The Supreme Court on Thursday set aside the Bombay High Court judgement which held skin-to-skin contact was necessary for invoking charges under the POCSO Act.
A bench headed by Justice U.U. Lalit said the purpose of the law cannot allow the offender to sneak out the meshes of the law.
The top court said the act of touching any sexual part of a child with sexual intent cannot be taken away from the purview of section 7 of the POCSO Act.
The top court observed that giving a narrow meaning of the physical contact to confine it to skin-to-skin contact, would defeat the purpose of the POCSO Act and this is unacceptable
The bench said: "We have held that when the legislature has expressed clear intention, the courts cannot create ambiguity in the provision." It further added that it is right that courts cannot be overzealous in creating ambiguity.
The top court directed the accused to undergo rigorous imprisonment for three years.
On September 30, the Supreme Court had reserved its judgment on appeals challenging the Bombay High Court verdict, acquitting a person under the Protection of Children from Sexual Offences (POCSO) Act, after he pressed a girl's breast over her dress, on the grounds that there was no skin-to-skin contact.
After hearing detailed arguments in the matter, a bench headed by Justice U.U. Lalit asked the counsel for various parties to file written submissions.
The bench, also comprising Justices S. Ravindra Bhat and Bela M. Trivedi had said: "Parties are at liberty to file their written submissions within three days.
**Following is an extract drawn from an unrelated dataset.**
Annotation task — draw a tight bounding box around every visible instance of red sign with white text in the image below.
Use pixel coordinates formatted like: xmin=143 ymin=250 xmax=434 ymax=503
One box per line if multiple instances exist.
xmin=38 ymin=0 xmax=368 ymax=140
Order reserved". On January 27, the top court stayed the judgment after Attorney General K.K. Venugopal and the National Commission for Women (NCW) filed appeals against it.
The Maharashtra government adopted the arguments of the Attorney General, who termed the judgment as outrageous and urged the top court to set it aside.
Slamming this judgment, he had argued that a person wearing surgical gloves can feel the entire body of a woman and then he can get away without punishment.